Когда Чезаре впервые осознал, что отец изменяет матери, то едва не сорвался на скандал. Гнев кипел внутри: как он посмел?! Его маму, его маму, мамочку променять на какую-то золотоволосую Луизу, Лауру, Элеонору, да черт его знает, как зовут эту дрянь?! Почему?! Он больше не любит ее, не любит никого из них?! А если эта женщина не первая?! Маленький мир их семьи, до того такой надежный и устойчивый, рушился на глазах, и Чезаре, охваченному страхом и гневом, хотелось орать в голос от этого, и желательно — орать на отца, бурной волной выплескивая на него яростное, кипучее негодование, неприятие, гнев...
Именно мама тогда остановила его. Схватила за плечи, заставила повернуться к себе лицом, взяла его в ладони... Она говорила, что знает обо всем. Что это ничего не меняет: папа по-прежнему любит их всех, особенно своих детей, и ее саму, конечно, тоже любит. Что он просто такой человек, и с ним нужно смириться...
На последних словах Чезаре упрямо мотнул головой. Не согласен он с таким мириться! И папа не «такой человек», он... плохой человек! И если он обижает маму — он его побьет!
Он был маленьким и глупым в то время. Но впоследствии, когда Чезаре видел, как отец бесстыдно зажимает кого-то прямо у мамы на глазах, а у той такая улыбка, что больно на нее смотреть, желание изо всех сил ударить его вспыхивало снова. Чезаре подавлял его и лишь смотрел холодно и угрюмо. Ни с одной из пассий отца он не общался сверх обыденного «Здравствуйте, донна...» Будучи подростком, он иногда нарочно путал имена и жестоко улыбался, глядя на их растерянность и возмущение, когда он объяснял, что так звали предыдущую папину пассию, и он еще не привык к новому имени.
«Он такой человек, Чезаре, — говорила мама, видя его гнев, и моляще заглядывала в темнеющие от него глаза, — прошу тебя, будь терпеливым. Твоя резкость делает мне больно».
Чезаре глубоко вздыхал и заставлял себя смотреть на отца-изменщика без ненависти в зрачках. «Еще и я буду причинять ей боль?.. Нет. Пусть все будет так, как она хочет».
И все-таки...
Мама что-то рассказывала о своей гостинице, какими красивыми гобеленами хочет украсить зал, и какого нового повара пригласить из Флоренции — Чезаре слушал, улыбался, кивал, предлагал сам оплатить все и даже больше... Оба делали вид, что не слышат этого бордельного эха за стенкой. Даже когда — Ванноцца перехватила колючий взгляд сына за дверь, оборвала себя на полуслове, замолчала, грустно опустив ресницы... — повисла неожиданная пауза.

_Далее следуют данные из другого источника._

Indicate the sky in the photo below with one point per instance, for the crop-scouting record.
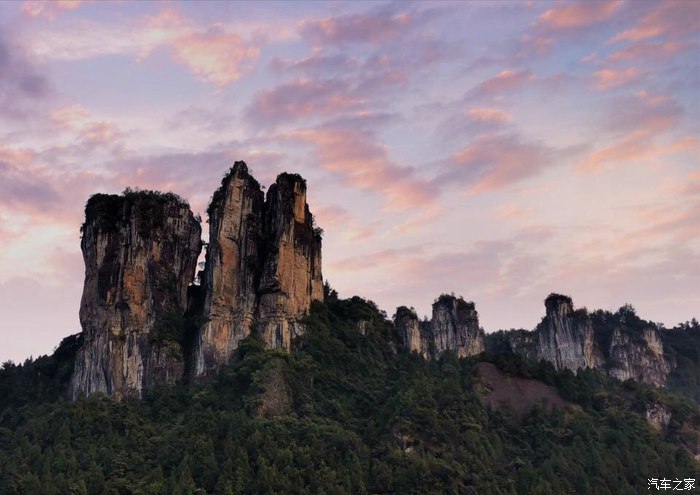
(497, 150)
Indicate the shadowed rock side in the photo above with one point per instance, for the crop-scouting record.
(565, 339)
(263, 266)
(291, 275)
(572, 339)
(140, 251)
(232, 267)
(454, 326)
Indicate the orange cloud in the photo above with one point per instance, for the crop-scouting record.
(605, 79)
(495, 162)
(672, 18)
(578, 15)
(650, 51)
(49, 9)
(489, 115)
(217, 57)
(363, 163)
(301, 98)
(632, 147)
(504, 81)
(358, 28)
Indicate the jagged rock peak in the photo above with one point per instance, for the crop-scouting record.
(455, 326)
(413, 333)
(232, 267)
(263, 265)
(140, 251)
(558, 304)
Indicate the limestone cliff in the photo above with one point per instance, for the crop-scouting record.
(455, 326)
(291, 275)
(140, 251)
(620, 344)
(263, 266)
(565, 338)
(232, 267)
(413, 334)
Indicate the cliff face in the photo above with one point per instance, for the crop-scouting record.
(263, 266)
(140, 251)
(621, 345)
(638, 359)
(565, 339)
(413, 335)
(232, 267)
(454, 326)
(291, 275)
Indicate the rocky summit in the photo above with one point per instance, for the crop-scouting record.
(145, 322)
(142, 327)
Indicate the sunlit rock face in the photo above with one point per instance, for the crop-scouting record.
(618, 344)
(455, 326)
(291, 273)
(414, 334)
(636, 357)
(565, 338)
(232, 268)
(263, 266)
(140, 251)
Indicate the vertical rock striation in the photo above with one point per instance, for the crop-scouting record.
(455, 326)
(565, 338)
(621, 345)
(140, 251)
(232, 268)
(263, 266)
(291, 275)
(413, 336)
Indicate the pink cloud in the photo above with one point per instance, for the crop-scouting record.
(372, 27)
(50, 9)
(634, 147)
(605, 79)
(646, 114)
(640, 120)
(495, 162)
(504, 81)
(362, 162)
(579, 15)
(670, 18)
(493, 115)
(301, 98)
(216, 56)
(650, 51)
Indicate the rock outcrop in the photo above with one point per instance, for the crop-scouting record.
(454, 326)
(263, 266)
(140, 251)
(565, 338)
(291, 273)
(621, 344)
(414, 336)
(232, 268)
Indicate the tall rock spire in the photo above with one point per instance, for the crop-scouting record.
(140, 251)
(232, 268)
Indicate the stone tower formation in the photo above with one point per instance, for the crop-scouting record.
(143, 323)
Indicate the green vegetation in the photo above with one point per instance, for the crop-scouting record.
(360, 418)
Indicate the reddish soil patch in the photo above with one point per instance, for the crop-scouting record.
(519, 393)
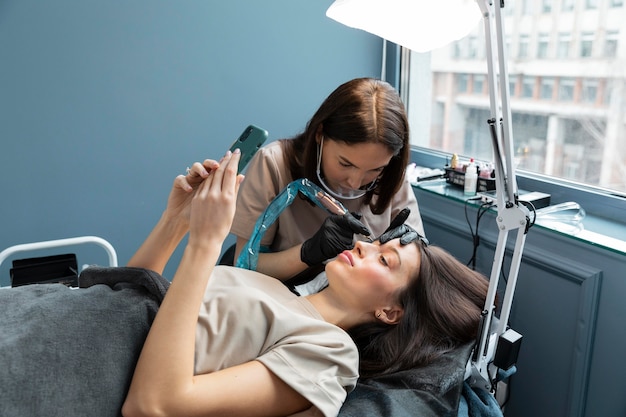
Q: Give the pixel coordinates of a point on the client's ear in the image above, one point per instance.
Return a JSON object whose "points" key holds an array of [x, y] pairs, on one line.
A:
{"points": [[390, 315]]}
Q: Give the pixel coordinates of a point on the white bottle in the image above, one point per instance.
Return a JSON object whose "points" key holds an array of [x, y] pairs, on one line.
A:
{"points": [[471, 179]]}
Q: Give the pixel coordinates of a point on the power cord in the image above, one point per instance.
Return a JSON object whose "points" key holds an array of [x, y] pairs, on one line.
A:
{"points": [[482, 209]]}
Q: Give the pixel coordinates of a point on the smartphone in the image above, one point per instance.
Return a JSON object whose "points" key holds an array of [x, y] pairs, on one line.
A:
{"points": [[250, 140]]}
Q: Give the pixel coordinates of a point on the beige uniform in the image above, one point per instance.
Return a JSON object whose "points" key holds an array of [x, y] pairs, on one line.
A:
{"points": [[267, 176], [247, 315]]}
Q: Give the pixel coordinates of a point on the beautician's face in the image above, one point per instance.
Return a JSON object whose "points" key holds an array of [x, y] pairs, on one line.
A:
{"points": [[371, 274], [353, 166]]}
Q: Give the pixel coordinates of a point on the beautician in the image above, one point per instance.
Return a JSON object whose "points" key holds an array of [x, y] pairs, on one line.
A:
{"points": [[356, 147]]}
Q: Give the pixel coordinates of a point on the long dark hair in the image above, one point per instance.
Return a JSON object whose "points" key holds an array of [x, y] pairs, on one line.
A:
{"points": [[442, 308], [362, 110]]}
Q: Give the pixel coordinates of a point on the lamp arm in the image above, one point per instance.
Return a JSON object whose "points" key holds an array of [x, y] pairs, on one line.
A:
{"points": [[511, 216]]}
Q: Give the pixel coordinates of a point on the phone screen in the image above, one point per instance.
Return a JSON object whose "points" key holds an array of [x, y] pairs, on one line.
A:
{"points": [[250, 140]]}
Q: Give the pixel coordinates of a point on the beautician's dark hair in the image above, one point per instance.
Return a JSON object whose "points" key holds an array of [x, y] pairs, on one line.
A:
{"points": [[362, 110], [442, 307]]}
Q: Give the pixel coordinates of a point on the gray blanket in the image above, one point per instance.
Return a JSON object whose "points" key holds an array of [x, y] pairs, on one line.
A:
{"points": [[430, 391], [72, 352]]}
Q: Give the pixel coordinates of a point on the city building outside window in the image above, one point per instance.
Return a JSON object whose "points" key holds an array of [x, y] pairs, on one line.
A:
{"points": [[547, 88], [524, 41], [586, 44], [566, 89], [542, 45], [567, 5], [610, 45], [567, 109], [562, 50], [589, 90]]}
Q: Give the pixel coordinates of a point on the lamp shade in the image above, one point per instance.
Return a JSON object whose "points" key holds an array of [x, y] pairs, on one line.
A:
{"points": [[420, 25]]}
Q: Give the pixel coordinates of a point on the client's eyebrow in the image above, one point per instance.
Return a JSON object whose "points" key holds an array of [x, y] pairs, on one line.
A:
{"points": [[398, 255]]}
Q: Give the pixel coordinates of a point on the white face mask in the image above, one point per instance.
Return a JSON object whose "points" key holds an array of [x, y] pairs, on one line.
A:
{"points": [[342, 193]]}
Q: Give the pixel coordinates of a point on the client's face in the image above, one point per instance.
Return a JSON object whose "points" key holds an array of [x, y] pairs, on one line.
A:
{"points": [[372, 274]]}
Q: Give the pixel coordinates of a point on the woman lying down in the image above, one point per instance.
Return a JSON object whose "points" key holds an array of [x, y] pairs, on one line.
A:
{"points": [[231, 342]]}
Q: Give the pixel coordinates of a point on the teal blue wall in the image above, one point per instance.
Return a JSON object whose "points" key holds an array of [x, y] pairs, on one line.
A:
{"points": [[103, 103]]}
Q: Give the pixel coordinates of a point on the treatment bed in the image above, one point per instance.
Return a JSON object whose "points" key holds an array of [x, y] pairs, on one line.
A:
{"points": [[90, 375]]}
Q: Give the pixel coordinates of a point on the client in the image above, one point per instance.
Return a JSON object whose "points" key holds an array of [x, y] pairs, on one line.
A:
{"points": [[228, 341], [259, 350]]}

«Родриго! — всхлипывал женский голос. — Ваше святейшество!»
— Мама, скажи, пожалуйста, зачем ты сидишь здесь.
Женщина вздрогнула, поднимая глаза на него глаза. Иногда, когда он и голос его, и глаза делались такими... слишком спокойными, она думала, что боится своего сына.
— Я...
Разве можно объяснить, зачем ты раз за разом расцарапываешь в кровь только начавшую заживать рану?..
— Мне нравится эта комната, — с легкой улыбкой глядя в жесткие глаза Чезаре, отвечала Ванноцца. — Здесь очень красивый золотистый свет... Ты не находишь?
Резкое фырканье, движение головой, всем телом, напряжение по пальцам — сжать, словно на чьем-то горле, разжать снова... Глубоко вздохнуть, прохладой воздуха гася внутреннее пламя, и смягчившимся взглядом посмотреть на маму. «Я не хочу причинять ей боль».
— Красивый, мама, но солнце все равно красивее. Пойдем, я приглашаю тебя на прогулку.
Не дожидаясь ответа (хотя Ванноцца и не противилась), Чезаре взял мать за плечи и быстрым шагом увел ее прочь от борделя за стенкой. «Это еще ничего, — мрачновато зудело внутри, — месяцев восемь назад он устроил оргию с несколькими женщинами разом, и она это слышала...»
Юноша крепче притиснул маму к себе и, прикрыв глаза, сведя к переносице брови, прижался губами к теплому лбу.
— Я люблю тебя, мама, — и, отстранившись, просиял теплой и мягкой улыбкой... И Ванноцца не смогла на нее не ответить. Разве важно еще хоть что-то в этом мире, даже если это твой мужчина, вколачивающий в кровать другую женщину, когда твой сын так солнечно и тепло тебе улыбается и говорит, что любит тебя?
— И я тебя люблю, милый, — женщина ласково провела рукой по его затылку. — ...Боже мой, какой же ты высокий.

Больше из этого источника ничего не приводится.